- Born: Matthew Frederick Christopher August 16, 1917 Bath, Pennsylvania, U.S.
- Died: September 20, 1997 (aged 80) Charlotte, North Carolina, U.S.
- Occupation: Author
- Spouse: Catherine M. Krupa ​(m. 1940)​
- Children: 4
- Writing career
- Years active: 1941–1996
- Genre: Children's literature
- Subject: Sports
- Website: mattchristopher.com

= Matt Christopher =

American writer

Matthew Frederick Christopher (August 16, 1917 – September 20, 1997) was an American writer of children's books. He wrote more than 100 novels and 300 short stories, mainly featuring sports. After Christopher's death, his family oversaw production of books under Christopher's name created by various writers and illustrators, treating his name as a trademark.

==Early life and education==
Matthew Christopher was born in Bath, Pennsylvania and was the oldest of nine children. He was a gifted athlete as a child, excelling in nearly every sport he attempted, especially baseball and football, which he played in high school when the family moved to Ludlowville, New York.

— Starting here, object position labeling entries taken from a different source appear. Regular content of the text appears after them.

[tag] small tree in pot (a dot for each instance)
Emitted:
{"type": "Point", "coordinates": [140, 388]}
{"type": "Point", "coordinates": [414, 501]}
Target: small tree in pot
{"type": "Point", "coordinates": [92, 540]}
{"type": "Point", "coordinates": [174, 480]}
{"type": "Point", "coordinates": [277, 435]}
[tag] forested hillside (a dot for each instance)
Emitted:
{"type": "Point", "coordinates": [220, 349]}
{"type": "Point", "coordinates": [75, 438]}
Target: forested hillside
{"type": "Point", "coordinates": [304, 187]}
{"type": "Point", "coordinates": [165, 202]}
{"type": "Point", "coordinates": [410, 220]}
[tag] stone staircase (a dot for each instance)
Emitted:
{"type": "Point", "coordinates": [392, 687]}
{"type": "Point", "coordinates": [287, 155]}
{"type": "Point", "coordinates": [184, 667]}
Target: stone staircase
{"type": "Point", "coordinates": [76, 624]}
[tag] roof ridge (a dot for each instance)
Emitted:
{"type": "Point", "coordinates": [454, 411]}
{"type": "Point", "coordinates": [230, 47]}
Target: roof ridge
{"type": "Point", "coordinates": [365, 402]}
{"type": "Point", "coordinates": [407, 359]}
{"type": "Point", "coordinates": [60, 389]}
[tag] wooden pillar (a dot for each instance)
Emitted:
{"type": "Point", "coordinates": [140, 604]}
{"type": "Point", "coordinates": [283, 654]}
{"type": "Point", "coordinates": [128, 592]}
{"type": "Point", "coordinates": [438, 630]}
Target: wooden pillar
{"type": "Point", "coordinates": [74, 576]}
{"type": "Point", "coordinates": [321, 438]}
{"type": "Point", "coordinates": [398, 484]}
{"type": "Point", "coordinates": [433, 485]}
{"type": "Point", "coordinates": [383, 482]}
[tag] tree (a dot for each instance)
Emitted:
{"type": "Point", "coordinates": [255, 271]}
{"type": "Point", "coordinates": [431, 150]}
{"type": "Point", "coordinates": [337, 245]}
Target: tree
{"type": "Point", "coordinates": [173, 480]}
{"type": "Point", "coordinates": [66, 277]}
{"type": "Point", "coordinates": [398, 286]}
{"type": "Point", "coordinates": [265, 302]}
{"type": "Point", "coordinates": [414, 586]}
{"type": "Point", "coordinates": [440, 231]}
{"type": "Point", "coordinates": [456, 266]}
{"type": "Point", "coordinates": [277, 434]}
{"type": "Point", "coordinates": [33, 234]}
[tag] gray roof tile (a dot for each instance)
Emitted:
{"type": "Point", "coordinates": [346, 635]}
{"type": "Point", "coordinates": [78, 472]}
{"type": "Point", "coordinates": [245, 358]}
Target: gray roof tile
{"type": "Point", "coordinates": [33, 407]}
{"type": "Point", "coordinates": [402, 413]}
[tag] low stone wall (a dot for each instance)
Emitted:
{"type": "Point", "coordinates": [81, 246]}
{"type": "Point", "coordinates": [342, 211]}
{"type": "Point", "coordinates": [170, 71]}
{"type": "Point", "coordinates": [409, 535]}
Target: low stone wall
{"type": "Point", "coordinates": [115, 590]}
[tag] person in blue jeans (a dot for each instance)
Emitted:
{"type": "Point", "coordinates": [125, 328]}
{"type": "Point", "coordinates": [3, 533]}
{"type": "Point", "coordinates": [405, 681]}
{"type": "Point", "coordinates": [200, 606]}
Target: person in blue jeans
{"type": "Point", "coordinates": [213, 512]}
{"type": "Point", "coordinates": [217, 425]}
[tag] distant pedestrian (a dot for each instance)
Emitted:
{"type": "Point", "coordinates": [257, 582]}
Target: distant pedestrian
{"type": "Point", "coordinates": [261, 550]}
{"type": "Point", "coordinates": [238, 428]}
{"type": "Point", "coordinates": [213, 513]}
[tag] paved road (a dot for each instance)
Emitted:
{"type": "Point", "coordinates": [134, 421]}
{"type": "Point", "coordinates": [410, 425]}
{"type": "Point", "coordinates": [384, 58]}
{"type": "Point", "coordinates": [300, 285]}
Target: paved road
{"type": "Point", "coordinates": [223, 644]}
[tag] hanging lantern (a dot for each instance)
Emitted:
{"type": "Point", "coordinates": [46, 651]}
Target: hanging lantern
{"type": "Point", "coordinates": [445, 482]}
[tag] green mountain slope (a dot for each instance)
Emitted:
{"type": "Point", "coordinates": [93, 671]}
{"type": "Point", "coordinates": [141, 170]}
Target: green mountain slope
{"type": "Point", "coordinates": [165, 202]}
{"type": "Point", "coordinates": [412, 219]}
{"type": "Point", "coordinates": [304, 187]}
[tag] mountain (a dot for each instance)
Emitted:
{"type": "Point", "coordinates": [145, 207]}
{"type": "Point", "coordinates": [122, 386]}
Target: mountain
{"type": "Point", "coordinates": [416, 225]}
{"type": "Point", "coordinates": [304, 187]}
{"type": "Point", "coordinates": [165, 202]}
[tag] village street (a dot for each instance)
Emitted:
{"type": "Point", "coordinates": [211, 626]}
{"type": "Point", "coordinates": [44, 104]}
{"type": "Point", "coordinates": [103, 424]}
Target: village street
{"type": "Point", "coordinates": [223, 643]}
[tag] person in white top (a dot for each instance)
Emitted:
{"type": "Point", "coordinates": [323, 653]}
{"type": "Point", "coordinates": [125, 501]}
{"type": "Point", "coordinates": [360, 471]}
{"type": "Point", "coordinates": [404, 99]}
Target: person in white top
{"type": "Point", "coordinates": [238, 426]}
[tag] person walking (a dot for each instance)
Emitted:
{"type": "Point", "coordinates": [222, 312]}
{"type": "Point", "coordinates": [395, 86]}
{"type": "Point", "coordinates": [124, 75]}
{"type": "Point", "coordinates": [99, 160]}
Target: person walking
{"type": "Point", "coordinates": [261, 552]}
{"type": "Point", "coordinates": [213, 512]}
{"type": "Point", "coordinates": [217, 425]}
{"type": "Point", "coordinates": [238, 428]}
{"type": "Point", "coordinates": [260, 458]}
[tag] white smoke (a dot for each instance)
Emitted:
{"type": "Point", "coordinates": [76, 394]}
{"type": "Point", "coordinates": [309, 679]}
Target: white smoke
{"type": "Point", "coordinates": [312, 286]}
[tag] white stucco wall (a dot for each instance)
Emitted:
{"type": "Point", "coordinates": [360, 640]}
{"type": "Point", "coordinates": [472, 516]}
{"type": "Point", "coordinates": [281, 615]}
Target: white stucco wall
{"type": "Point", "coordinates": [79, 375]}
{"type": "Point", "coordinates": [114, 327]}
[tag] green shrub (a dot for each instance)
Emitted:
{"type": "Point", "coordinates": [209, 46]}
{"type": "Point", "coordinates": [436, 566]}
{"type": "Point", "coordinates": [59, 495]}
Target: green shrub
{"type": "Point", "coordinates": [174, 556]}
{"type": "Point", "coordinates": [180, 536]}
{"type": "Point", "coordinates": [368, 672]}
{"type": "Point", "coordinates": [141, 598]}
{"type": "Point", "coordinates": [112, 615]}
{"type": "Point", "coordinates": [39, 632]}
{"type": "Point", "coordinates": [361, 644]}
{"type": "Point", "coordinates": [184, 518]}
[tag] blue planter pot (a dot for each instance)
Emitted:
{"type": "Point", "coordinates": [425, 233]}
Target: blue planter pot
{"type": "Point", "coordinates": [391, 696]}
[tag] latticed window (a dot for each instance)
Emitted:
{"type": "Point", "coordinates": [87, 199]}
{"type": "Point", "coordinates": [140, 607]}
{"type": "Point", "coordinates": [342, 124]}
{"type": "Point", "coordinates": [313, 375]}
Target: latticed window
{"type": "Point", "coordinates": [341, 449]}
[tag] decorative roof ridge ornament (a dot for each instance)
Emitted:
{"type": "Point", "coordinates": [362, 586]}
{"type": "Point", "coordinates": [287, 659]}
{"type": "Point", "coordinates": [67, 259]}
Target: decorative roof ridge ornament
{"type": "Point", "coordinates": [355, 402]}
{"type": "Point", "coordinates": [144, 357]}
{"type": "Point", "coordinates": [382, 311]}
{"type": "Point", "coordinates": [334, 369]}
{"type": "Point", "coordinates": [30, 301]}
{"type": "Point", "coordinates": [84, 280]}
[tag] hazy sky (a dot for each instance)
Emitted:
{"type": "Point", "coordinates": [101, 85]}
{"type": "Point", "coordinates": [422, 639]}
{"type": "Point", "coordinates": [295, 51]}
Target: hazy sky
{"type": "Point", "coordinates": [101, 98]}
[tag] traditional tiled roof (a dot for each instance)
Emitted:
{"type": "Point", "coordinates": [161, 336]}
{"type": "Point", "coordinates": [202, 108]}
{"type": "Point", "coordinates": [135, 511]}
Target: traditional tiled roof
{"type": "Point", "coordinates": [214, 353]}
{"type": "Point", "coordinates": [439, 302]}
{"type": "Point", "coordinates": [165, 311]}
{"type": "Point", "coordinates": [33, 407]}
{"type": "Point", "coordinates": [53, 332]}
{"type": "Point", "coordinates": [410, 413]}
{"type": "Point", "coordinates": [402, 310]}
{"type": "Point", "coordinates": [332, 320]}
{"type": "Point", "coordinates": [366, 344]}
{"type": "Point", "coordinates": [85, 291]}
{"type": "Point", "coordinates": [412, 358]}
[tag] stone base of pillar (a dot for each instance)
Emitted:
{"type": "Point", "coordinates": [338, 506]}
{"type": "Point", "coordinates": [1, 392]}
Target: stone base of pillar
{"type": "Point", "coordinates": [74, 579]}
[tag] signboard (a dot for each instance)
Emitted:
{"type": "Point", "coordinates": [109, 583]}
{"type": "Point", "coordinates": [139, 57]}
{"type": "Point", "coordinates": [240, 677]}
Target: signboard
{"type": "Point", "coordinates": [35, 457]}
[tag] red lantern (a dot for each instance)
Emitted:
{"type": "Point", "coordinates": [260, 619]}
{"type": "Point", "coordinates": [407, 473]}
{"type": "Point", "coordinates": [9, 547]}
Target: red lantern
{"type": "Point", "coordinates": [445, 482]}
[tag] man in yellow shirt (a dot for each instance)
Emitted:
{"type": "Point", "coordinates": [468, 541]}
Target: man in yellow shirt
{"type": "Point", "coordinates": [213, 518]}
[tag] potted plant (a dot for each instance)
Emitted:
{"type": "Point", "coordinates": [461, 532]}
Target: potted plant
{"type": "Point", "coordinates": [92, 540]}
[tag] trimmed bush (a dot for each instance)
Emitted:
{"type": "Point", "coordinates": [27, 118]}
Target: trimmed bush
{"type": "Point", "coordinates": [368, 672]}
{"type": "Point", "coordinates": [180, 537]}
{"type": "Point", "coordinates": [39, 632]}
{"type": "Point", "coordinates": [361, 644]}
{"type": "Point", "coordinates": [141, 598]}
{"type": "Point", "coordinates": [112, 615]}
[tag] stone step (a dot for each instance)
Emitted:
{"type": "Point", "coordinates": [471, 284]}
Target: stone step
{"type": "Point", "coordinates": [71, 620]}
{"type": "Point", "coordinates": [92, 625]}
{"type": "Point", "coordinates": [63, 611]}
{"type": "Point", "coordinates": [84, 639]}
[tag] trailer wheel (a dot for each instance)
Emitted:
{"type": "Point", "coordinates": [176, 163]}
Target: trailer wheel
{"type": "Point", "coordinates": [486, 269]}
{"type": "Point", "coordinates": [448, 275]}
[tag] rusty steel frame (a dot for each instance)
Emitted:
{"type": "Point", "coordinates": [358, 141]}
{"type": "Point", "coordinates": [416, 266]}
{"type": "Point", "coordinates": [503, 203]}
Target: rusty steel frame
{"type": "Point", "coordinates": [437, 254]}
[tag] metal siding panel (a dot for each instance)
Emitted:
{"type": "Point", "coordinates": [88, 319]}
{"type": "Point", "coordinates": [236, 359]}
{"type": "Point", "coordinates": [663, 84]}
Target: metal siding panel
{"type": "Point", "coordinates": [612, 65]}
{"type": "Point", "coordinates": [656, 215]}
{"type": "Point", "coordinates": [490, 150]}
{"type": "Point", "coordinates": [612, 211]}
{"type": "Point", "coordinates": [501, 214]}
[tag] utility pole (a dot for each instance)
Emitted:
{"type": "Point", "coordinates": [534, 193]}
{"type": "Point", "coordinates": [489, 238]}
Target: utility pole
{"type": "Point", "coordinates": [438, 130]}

After graduating from high school in 1935, Christopher maintained his involvement in baseball, playing first in a semi-professional league in the mid-1930s before moving up to professional ball, playing third base for the Smith Falls Beavers of Ontario, Canada (an affiliate of the Class C Can-Am League). Despite having two hits and two RBIs in four at-bats in his first game, Christopher soon found that he could not hit minor-league pitching consistently and was cut from the team. Although he was offered a spot on the Brockport Blues in the same league, he declined their offer. Christopher returned home to New York, where he played semi-professional baseball until a knee injury ended his career.

Christopher married Catherine M. Krupa (Cay) on July 13, 1940, and had four children together. Two works by Christopher were published in 1941, a one-act play and a detective story, for which he earned $5 and $50. He then worked full-time for National Cash Register in Ithaca, New York, and he retained a full-time job until he was financially able to retire and write full-time in 1963.

==Career==
Christopher recalled at age 77 he won a prize in a short-story writing contest at 17. Of 200 winners, he ranked 191st. He wrote "a detective story a week for 40 weeks," among other activities at about age 20.

"I became interested in writing when I was 14, a freshman in high school," Christopher reflected in 1992. "I was selling magazines such as the Saturday Evening Post, Country Gentleman, and Liberty, and I would read the stories, particularly the adventure and mystery stories, and think how wonderful it would be to be able to write stories and make a living at it. I also read detective, horror, aviation, and sports stories and decided I would try writing them myself. Determined to sell, I wrote a detective story a week for 40 weeks, finding the time to marry, work, and play baseball and basketball before I sold my first story in 1941, 'The Missing Finger Points', for $50 to Detective Story magazine." —published by Fiction House.

For the next 20 years, Christopher wrote novels in several genres including science fiction, mystery, adventure, and romance, but he was unable to get a single one published, even as his short stories continued to sell.

In 1953, he finally sold his first book, Look for the Body, a 60,000-word detective novel, to Phoenix Press of New York City for $150 ($1,665 in 2022 dollars).

But his true success came in 1954 with the publication of The Lucky Baseball Bat. "I decided to write a baseball book for children", said Christopher. "I was living in Syracuse, New York at the time, working at General Electric. I spoke about my idea to the branch librarian. She was immediately interested and told me that they needed sports stories badly." His conversation with the librarian, along with a rejection letter from a publisher (who recommended that Christopher concentrate on writing stories for kids since he seemed to "have a talent for writing about children"), inspired Christopher to sit down over Thanksgiving in 1952 and write The Lucky Baseball Bat, whose publication by Little, Brown, and Company earned him $250 net. Thanks to that success he continued writing and his second children's sports novel, Baseball Pals, was published in 1956. Both those first two books were about 120 pages long and were published by Little, Brown with illustrations by Robert Henneberger.

By 1963, Matt had 15 novels published, most of them by Little, Brown. He was finally able to retire and concentrate solely on writing.

When asked why he wrote sports books for children, Christopher once responded, "Sports have made it possible for me to meet many new people with all sorts of life stories, on and off the field, and these are grist for this writer's mill."

In 1993, he won the annual Milner Award as "the author whose books are most liked by the children of Atlanta, Georgia".

==Death and legacy==
Christopher died September 20, 1997, in Charlotte, North Carolina from surgical complications for a non-malignant brain tumor.

Christopher's son Dale later wrote a biography of his father "in the tradition of the Matt Christopher Biography Bookshelf, with exclusive photos, original letters, and memorabilia."